Neurodevelopmental implications of the general anesthesia in neonate and infants

Abstract

Each year, about six million children, including 1.5 million infants, in the United States undergo surgery with general anesthesia, often requiring repeated exposures. However, a crucial question remains of whether neonatal anesthetics are safe for the developing central nervous system (CNS). General anesthesia encompasses the administration of agents that induce analgesic, sedative, and muscle relaxant effects. Although the mechanisms of action of general anesthetics are still not completely understood, recent data have suggested that anesthetics primarily modulate two major neurotransmitter receptor groups, either by inhibiting N-methyl-D-aspartate (NMDA) receptors, or conversely by activating γ-aminobutyric acid (GABA) receptors. Both of these mechanisms result in the same effect of inhibiting excitatory activity of neurons. In developing brains, which are more sensitive to disruptions in activity-dependent plasticity, this transient inhibition may have longterm neurodevelopmental consequences. Accumulating reports from preclinical studies show that anesthetics in neonates cause cellular toxicity including apoptosis and neurodegeneration in the developing brain. Importantly, animal and clinical studies indicate that exposure to general anesthetics may affect CNS development, resulting in long-lasting cognitive and behavioral deficiencies, such as learning and memory deficits, as well as abnormalities in social memory and social activity. While the casual relationship between cellular toxicity and neurological impairments is still not clear, recent reports in animal experiments showed that anesthetics in neonates can affect neurogenesis, which could be a possible mechanism underlying the chronic effect of anesthetics. Understanding the cellular and molecular mechanisms of anesthetic effects will help to define the scope of the problem in humans and may lead to preventive and therapeutic strategies. Therefore, in this review, we summarize the current evidence on neonatal anesthetic effects in the developmental CNS and discuss how factors influencing these processes can be translated into new therapeutic strategies.
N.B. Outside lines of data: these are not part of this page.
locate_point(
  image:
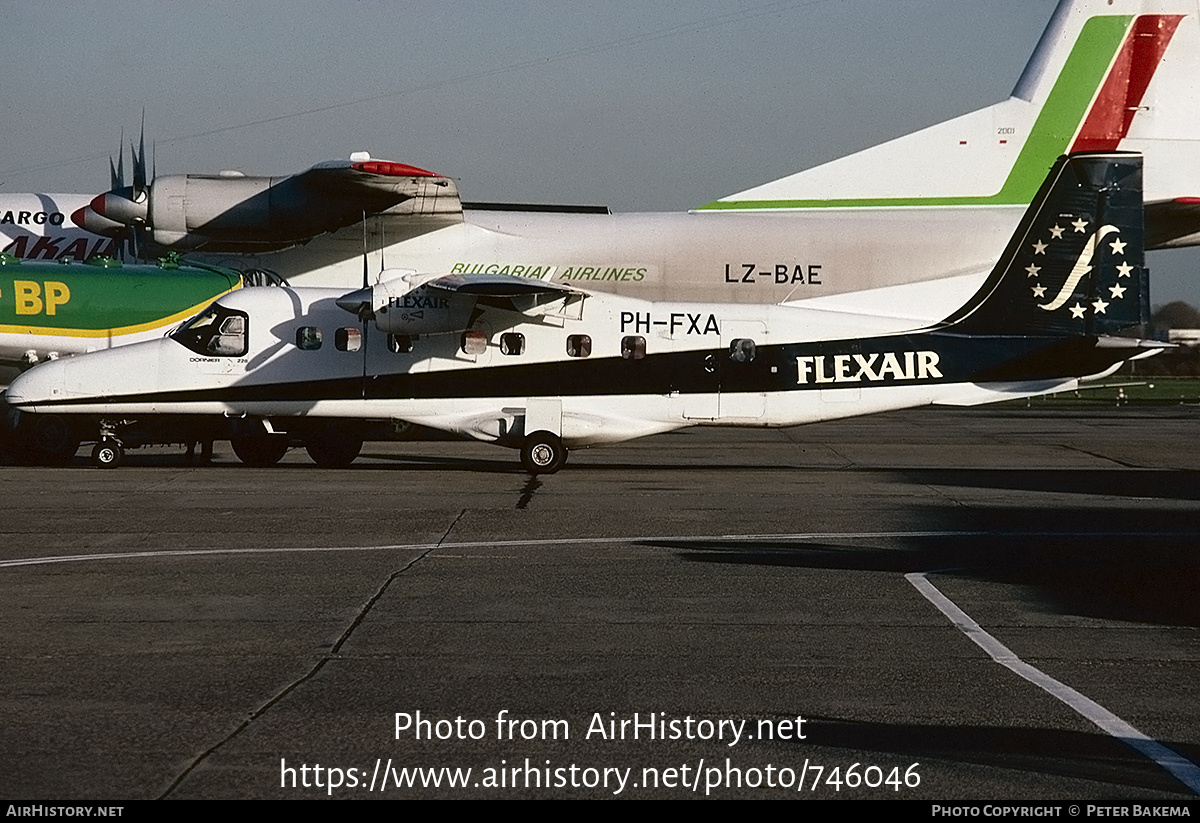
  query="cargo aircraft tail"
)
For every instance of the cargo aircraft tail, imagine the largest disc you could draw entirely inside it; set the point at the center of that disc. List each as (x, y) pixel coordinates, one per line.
(1105, 76)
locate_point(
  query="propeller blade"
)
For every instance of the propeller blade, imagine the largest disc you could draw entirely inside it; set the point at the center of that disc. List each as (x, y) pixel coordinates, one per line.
(139, 161)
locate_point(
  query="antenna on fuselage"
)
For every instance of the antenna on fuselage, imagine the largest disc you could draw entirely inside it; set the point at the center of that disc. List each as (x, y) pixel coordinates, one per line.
(365, 269)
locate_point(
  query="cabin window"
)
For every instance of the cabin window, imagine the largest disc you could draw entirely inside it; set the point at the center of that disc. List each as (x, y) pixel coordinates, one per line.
(216, 332)
(309, 338)
(513, 343)
(579, 346)
(742, 350)
(474, 342)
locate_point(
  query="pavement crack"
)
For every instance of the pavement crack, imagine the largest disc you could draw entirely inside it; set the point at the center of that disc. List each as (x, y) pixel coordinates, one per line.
(312, 672)
(531, 486)
(1098, 456)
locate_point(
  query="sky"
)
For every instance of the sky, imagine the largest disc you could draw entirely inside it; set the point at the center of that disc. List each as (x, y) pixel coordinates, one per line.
(635, 104)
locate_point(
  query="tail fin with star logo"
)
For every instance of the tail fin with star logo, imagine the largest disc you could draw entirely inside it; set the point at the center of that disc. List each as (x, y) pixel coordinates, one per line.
(1075, 265)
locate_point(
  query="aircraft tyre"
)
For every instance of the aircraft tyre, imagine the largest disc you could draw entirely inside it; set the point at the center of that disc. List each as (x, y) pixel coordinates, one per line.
(107, 454)
(334, 451)
(543, 454)
(259, 450)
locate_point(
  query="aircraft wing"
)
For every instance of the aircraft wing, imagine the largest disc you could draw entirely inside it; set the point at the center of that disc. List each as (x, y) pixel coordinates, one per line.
(417, 306)
(1173, 223)
(499, 286)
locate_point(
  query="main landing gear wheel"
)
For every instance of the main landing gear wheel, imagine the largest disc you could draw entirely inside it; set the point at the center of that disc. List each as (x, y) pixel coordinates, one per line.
(543, 454)
(259, 450)
(107, 454)
(333, 451)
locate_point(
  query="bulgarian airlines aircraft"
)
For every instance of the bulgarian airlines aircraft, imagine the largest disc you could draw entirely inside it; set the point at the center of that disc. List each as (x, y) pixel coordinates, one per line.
(934, 208)
(543, 366)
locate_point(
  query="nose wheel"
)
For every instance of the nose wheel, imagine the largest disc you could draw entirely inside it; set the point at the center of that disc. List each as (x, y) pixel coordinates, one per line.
(107, 454)
(543, 454)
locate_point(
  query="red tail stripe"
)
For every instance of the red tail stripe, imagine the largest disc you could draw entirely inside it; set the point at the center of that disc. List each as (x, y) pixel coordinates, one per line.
(1120, 97)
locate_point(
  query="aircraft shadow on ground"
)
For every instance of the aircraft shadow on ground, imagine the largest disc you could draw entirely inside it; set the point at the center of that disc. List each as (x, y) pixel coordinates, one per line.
(1075, 755)
(1162, 484)
(1111, 564)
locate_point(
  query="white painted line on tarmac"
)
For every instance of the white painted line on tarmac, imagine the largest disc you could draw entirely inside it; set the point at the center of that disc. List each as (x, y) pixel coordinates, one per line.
(1183, 769)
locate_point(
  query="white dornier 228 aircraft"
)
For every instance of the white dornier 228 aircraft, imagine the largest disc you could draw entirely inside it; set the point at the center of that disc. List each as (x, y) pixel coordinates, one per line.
(544, 366)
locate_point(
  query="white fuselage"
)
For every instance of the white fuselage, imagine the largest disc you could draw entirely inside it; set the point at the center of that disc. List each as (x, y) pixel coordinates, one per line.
(438, 383)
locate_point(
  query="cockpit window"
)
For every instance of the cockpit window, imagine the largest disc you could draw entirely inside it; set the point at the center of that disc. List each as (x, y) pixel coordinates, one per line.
(216, 332)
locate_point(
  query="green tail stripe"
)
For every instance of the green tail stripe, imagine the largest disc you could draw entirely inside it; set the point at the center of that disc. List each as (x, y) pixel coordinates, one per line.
(1061, 116)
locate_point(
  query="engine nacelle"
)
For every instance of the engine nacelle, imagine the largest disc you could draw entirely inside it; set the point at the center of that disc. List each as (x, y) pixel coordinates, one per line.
(399, 307)
(192, 211)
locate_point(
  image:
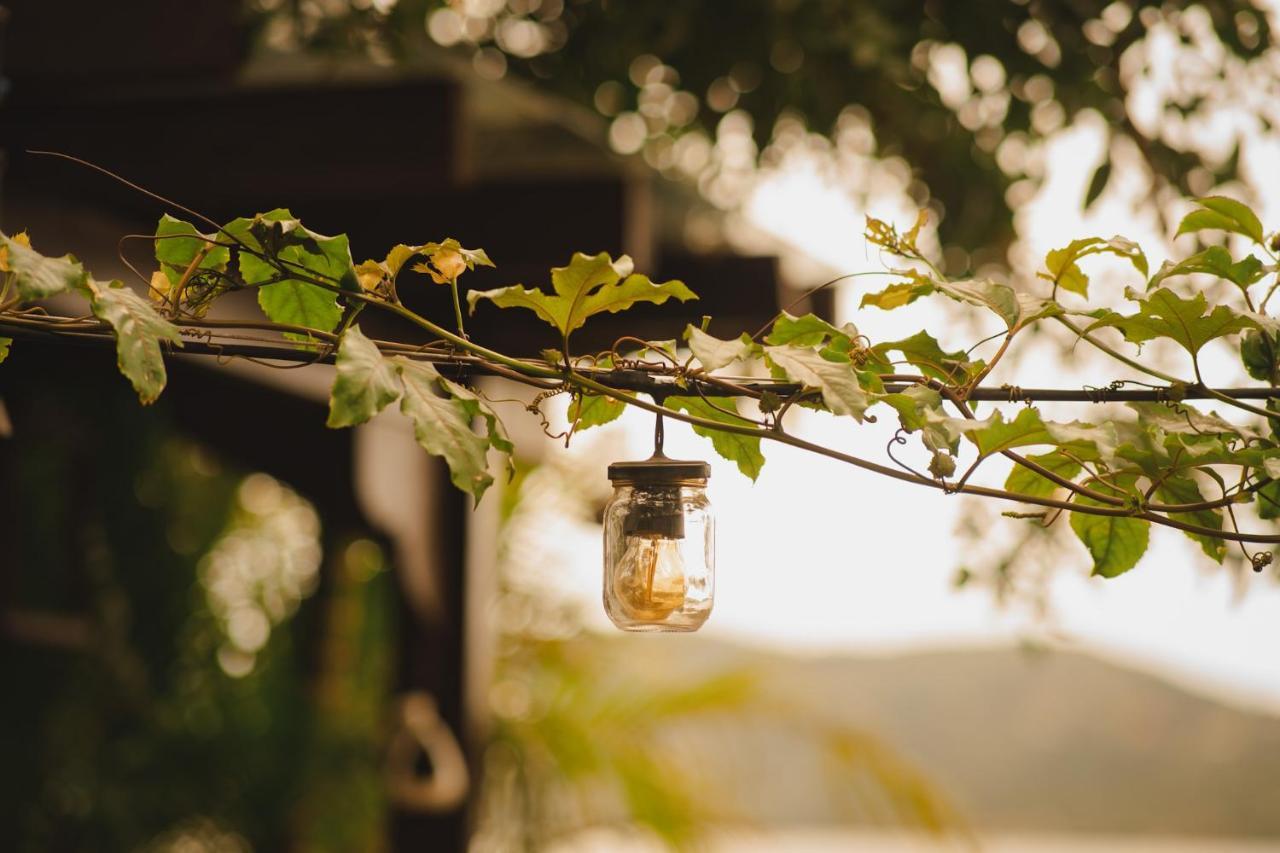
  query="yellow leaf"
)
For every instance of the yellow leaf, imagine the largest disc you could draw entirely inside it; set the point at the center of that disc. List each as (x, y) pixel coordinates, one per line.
(449, 263)
(920, 218)
(21, 237)
(160, 286)
(370, 276)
Keywords: Anesthesia; Cognitive impairment; Cytotoxicity; Neonate; Neurogenesis; Neuroprotection.

Figure 1. Schematic diagram on possible mechanisms in neonatal anesthesia toxicity

Abbreviation: ATP: Adenosine triphosphate; ROS: Reactive oxygen species; NMDA receptor: N-methyl-D-aspartate; GABA_A receptor: Gamma-aminobutyric acid type A receptor; TNF-α: Tumor necrosis factor-α; IL-1β: Interleukin-1β; IL-6: Interleukin-6; IP3 receptor: Inositol triphosphate receptor; BDNF: Brain-derived; Akt: Phosphorylated serine/threonine-specific protein kinase; CaMK II: Calcium/calmodulin-dependent Protein Kinase II; ERK: extracellular signal-regulated protein kinase; PKC: Protein kinase C; p-JNK: Phosphorylated c-Jun N-terminal kinase; GSK-3β: Glycogen synthase kinase 3β; IKK: IκB kinase; NF-κB: nuclear factor kappa-light-chain-enhancer of activated B cells); ER: endoplasmic reticulum; Ca²⁺: Calcium ion. ↑: increase; ↓: decrease; ┤: block or inhibit.